The EAC is currently comprised of the original three members—Tanzania, Kenya and Uganda—as well as Burundi and Rwanda. The first incarnation of the EAC was established in 1967 before collapsing a decade later in 1977, but was later revived on June 7, 2000. The total area of all five of its member countries is over 1.8 million square kilometers, with a population of roughly 150 million people.

Despite some initial concerns and criticisms, early returns on the EAC's ongoing integration process have proven to be beneficial for Tanzania. In 2010, the EAC introduced the common market. From 2012 to 2013, total trade amongst EAC members increased by 36.36% to $5.5 billion. Tanzania has in particular taken advantage of the common market, raising its level of trade with other EAC countries by 82%, more than double the average of the entire organization.

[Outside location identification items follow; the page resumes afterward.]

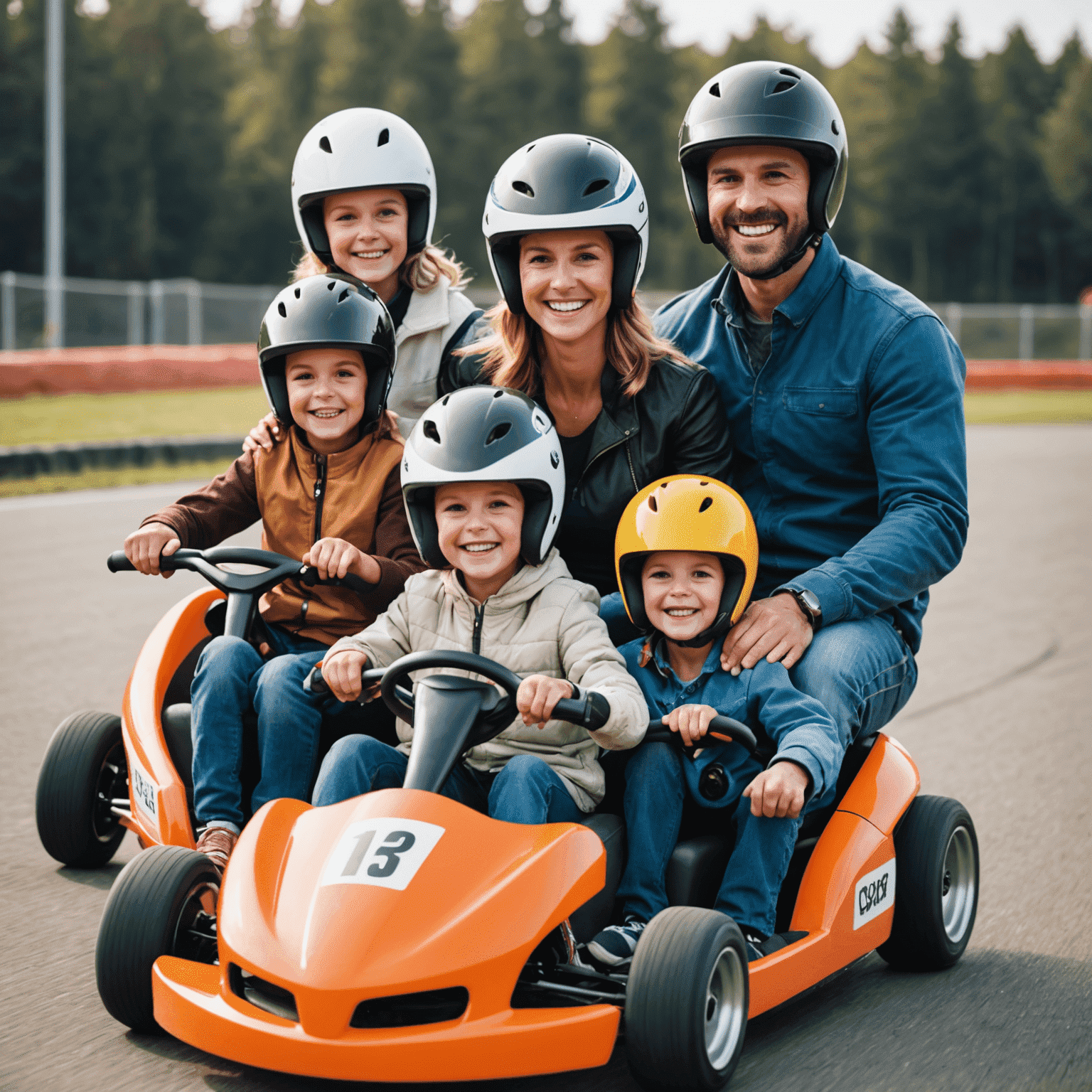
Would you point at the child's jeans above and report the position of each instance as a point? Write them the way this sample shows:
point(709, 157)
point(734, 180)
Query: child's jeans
point(654, 795)
point(525, 791)
point(230, 680)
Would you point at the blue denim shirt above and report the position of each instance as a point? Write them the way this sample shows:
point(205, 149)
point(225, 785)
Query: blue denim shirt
point(850, 444)
point(764, 698)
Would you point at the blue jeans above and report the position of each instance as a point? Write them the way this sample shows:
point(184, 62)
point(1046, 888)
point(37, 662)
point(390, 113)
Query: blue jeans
point(653, 803)
point(862, 670)
point(230, 680)
point(525, 791)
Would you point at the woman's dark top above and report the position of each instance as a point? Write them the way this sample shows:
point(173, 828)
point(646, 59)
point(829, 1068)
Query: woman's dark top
point(675, 425)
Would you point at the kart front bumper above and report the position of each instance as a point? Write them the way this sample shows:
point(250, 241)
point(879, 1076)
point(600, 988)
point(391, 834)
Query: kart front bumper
point(191, 1005)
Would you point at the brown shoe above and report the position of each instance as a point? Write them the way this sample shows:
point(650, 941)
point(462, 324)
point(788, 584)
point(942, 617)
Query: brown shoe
point(216, 843)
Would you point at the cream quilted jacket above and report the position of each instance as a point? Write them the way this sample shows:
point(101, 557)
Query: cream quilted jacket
point(541, 623)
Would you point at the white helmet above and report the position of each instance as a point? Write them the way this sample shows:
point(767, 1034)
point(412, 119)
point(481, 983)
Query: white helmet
point(562, 183)
point(362, 149)
point(485, 434)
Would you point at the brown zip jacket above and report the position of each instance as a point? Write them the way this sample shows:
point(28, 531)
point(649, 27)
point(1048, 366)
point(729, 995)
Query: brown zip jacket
point(301, 497)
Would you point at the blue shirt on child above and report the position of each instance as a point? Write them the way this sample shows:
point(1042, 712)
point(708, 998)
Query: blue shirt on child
point(764, 698)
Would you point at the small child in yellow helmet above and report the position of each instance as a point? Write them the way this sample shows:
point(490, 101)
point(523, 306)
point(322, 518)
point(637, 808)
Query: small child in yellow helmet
point(686, 554)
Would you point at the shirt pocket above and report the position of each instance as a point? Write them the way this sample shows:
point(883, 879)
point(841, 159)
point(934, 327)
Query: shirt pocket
point(823, 401)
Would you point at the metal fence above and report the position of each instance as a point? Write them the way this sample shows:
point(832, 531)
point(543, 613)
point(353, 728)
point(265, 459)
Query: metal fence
point(191, 313)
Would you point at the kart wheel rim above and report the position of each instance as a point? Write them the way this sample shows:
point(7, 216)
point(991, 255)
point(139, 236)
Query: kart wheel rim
point(724, 1014)
point(112, 784)
point(958, 884)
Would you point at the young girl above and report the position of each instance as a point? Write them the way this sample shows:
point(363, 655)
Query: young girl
point(364, 198)
point(331, 496)
point(483, 481)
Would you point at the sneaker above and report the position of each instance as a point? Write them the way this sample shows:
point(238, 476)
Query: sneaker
point(616, 943)
point(216, 843)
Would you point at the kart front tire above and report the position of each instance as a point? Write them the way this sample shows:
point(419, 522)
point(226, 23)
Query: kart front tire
point(687, 1000)
point(83, 770)
point(936, 886)
point(153, 899)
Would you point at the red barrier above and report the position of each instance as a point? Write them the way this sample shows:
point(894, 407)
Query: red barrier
point(127, 368)
point(195, 367)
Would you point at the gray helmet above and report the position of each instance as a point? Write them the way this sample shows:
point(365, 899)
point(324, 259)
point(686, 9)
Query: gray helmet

Access to the much larger 150 million person market via Tanzania has greatly improved the country's draw as an investment destination, especially when combined with the country's geographic position as a natural gateway to the other landlocked countries in the EAC such as Uganda, Burundi, and Rwanda.

The common market and ongoing regulation reforms are having dramatic effects on the logistics and transportation of goods moving to and from EAC member countries. With the implementation of the single customs territory, the required documentation for the movement of cargo has been reduced by 90%. Shipments from Mombasa to Kampala, which had historically taken 18 days to complete, could now be delivered in as little as four days.

However, even with these early successes, the EAC's ambitions run much higher. The customs union and common market were just the first two stages of an eventual four stage plan, with the third and fourth stage being a monetary union and eventually a federation of states. While the EAC is still finalizing the common market stage, the groundwork has already been laid to successfully transition into a monetary union. In November 2013, the EAC's heads of state signed the protocol on the monetary union during a meeting in Kampala. According to the protocol, each country has 10 years to satisfy various macroeconomic criteria, such as debt to GDP ratio, budget deficit to GDP and reserves for imports, and the union can begin as soon as three countries fully qualify. Tanzania is well positioned to be among one of the first qualifiers, as it already satisfies certain conditions, but the country is currently lacking in the area of budget deficit.

Beyond the monetary union, the EAC is also hard at work to increase the physical infrastructure connecting the member countries, with multiple ambitious rail, road, sea and air projects currently in various stages of completion. For Tanzania's part, the government's Big Results Now (BRN) model is being adapted to revitalize the country's rail network. The EAC Railway Master Plan includes upgrades to the Tanga-Arusha line, as well as the creation of a new line from Arusha to Musoma. Additionally, a major third terminal is currently under construction at Julius Nyerere International Airport in Dar es Salaam that would take the airport's annual capacity from 2 million to over 7 million people.

According to EAC Minister Samuel Sitta of Tanzania, the ongoing integration of the region will only lead to greater stability, peace and the alleviation of poverty. Although there are still many obstacles and challenges before a full monetary union or an eventual federation can be established, the early signs of EAC integration have instilled a deserved sense of optimism.